Last updated on 2014.02.03

Vote No on Referred Law 16
Nix 16!

Last July I discussed a report that found "stack ranking," a policy very much like the teacher evaluation system in Governor Daugaard's Referred Law 16, "crippled Microsoft's ability innovate."

A blog-friend forwards me another response to that report that supporters of Referred Law 16's stack ranking ought to consider before wrecking their local schools with stack ranking:

To be clear, I am not opposed to pay for performance. But when unnecessary status are created, when small quantitative differences that don't matter are used to decide who is fired, anointed as a star, or treated as mediocre, and when friends are paid to treat each others as enemies, creating the unity of effort required to run an effective organization gets mighty tough -- some organizations find clever ways to get around the downsides of stacking, but some succeed despite rather than because of how they do it.

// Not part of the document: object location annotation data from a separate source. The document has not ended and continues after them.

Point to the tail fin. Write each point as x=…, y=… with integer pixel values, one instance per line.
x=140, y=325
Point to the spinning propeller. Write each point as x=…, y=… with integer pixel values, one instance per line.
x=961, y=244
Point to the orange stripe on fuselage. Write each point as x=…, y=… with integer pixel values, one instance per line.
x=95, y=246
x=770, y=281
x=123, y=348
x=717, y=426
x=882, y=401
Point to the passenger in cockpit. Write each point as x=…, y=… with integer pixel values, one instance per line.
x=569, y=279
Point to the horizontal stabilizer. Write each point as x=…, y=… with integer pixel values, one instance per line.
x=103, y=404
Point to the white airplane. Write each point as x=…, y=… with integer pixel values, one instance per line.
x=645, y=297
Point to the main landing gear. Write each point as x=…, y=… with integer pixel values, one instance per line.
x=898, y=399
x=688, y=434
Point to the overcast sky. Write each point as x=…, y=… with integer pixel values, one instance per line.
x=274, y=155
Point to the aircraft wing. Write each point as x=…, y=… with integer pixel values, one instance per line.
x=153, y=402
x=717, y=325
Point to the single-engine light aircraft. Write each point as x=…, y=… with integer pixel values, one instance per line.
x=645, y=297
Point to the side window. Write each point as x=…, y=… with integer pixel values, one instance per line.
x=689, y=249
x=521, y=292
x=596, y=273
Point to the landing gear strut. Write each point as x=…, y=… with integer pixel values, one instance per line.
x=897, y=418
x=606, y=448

The late quality guru W. Edwards Deming despised force rankings. Let's give him the last word here. Here is another little excerpt from The Knowing-Doing Gap:

He argued that these systems require leaders to label many people as poor performers even though their work is well within the range of high quality. Deming maintained that when people get these unfair negative evaluations, it can leave them "bitter, crushed, bruised, battered, desolate, despondent, dejected, feeling inferior, some even depressed, unfit for work for weeks after receipt of the rating, unable to comprehend why they are inferior."

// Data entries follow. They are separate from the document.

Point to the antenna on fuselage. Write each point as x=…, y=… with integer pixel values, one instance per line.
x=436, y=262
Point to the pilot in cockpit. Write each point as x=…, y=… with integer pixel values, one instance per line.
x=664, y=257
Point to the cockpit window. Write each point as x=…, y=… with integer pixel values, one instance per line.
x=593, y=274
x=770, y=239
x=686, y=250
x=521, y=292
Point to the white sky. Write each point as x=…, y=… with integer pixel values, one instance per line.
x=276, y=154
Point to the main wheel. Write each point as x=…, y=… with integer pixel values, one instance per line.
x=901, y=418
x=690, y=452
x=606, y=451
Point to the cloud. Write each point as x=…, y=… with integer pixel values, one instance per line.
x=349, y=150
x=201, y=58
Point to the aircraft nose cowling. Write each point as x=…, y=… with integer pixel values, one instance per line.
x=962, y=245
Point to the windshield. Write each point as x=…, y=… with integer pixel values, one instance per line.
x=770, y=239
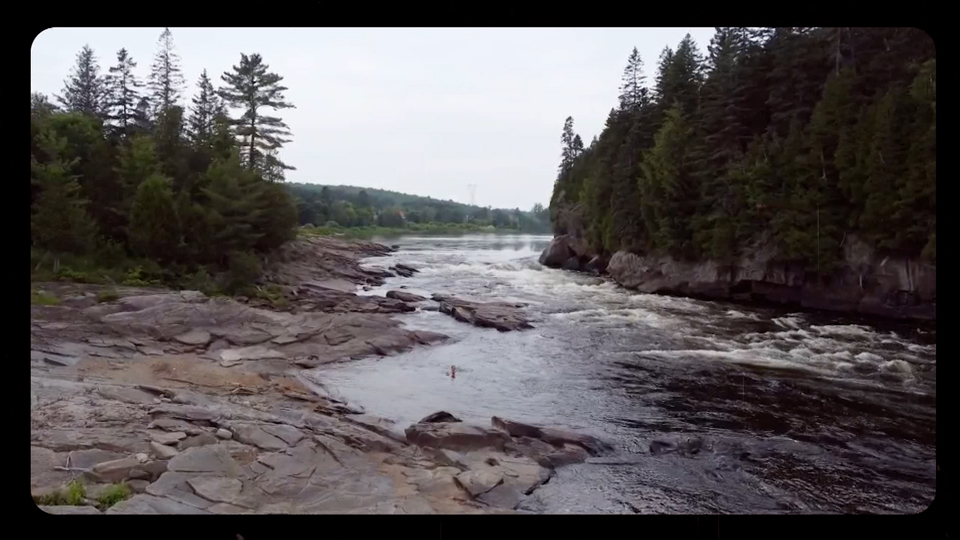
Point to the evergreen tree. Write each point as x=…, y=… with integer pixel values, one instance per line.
x=84, y=91
x=59, y=223
x=632, y=91
x=154, y=223
x=166, y=78
x=123, y=93
x=252, y=88
x=203, y=114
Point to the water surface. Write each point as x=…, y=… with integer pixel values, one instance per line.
x=793, y=412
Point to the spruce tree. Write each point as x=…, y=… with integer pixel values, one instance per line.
x=203, y=113
x=84, y=91
x=123, y=93
x=166, y=78
x=252, y=88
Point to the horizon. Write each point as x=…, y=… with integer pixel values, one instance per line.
x=417, y=111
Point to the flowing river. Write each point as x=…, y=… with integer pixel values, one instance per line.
x=773, y=411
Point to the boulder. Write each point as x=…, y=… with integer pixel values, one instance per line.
x=558, y=252
x=405, y=296
x=455, y=436
x=439, y=416
x=573, y=264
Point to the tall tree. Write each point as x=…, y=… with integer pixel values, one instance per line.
x=166, y=77
x=203, y=113
x=632, y=91
x=123, y=92
x=252, y=88
x=84, y=91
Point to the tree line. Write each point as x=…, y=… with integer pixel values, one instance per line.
x=794, y=138
x=349, y=206
x=122, y=170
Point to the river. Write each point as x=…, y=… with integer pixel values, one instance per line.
x=773, y=411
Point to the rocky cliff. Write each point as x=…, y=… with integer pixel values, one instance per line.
x=865, y=283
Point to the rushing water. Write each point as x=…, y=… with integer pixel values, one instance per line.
x=790, y=412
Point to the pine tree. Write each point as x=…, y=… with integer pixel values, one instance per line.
x=84, y=91
x=203, y=113
x=166, y=78
x=124, y=94
x=154, y=223
x=59, y=223
x=252, y=88
x=632, y=92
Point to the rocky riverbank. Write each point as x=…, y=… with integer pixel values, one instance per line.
x=865, y=283
x=202, y=405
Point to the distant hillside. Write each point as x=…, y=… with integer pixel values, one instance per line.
x=352, y=206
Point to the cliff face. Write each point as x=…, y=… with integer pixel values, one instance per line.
x=865, y=283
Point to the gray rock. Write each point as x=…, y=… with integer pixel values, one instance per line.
x=202, y=439
x=72, y=510
x=405, y=296
x=478, y=482
x=149, y=504
x=194, y=337
x=162, y=451
x=209, y=459
x=115, y=470
x=455, y=436
x=164, y=437
x=439, y=416
x=255, y=435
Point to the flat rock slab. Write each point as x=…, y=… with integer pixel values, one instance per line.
x=70, y=509
x=205, y=459
x=194, y=337
x=502, y=316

[Bob Sutton, "Dysfunctional Internal Competition at Microsoft: We've seen the enemy, and it is us!," Work Matters, July 6, 2012]

Politicians like Governor Daugaard and Senator Russell Olson who think stack ranking is good education policy should not be trusted to make education policy.

2 Comments

  1. Michael Black 2012.10.23

    It looks as if our Republican leaders in SD are just doing what they are required to do by the Obama administration so that they can secure the waiver needed to get out of the No Child Left Behind program.

    http://www.latimes.com/news/opinion/opinion-la/la-ol-romney-obama-education-20121002,0,2231653.story

    "There are policies he can't legally force on states, such as a common curriculum and rules about how they have to evaluate teachers. (He and Education Secretary Arne Duncan are insistent that scores on standardized tests have to be a "significant" part of teacher evaluations; it's not bad policy to include them in some way, but there's a real lack of research to show that they are absolutely key to rating teachers or will improve learning significantly.) So what the administration has done is twist states' arms by making funding via such programs as Race to the Top conditional on meeting its vision of what education should look like, or, more recently, allowing waivers to states from the more onerous and nonsensical elements of the No Child Left Behind Act if they go along."

  2. Steve O'Brien 2012.10.23

    I do not accept the "Obama made us do it" whipping boy on this issue. First, if it SD Republicans or National Democrats, I am against RL 16 all the same. I don't decide to follow the leader. This state has turned its back on elements of the ACA because they do not like Obama or his rules, but now they "play ball" because told to? No. This is ALEC legislation - that it mirrors elements of NCLB waiver requirements only makes BOTH bad policy.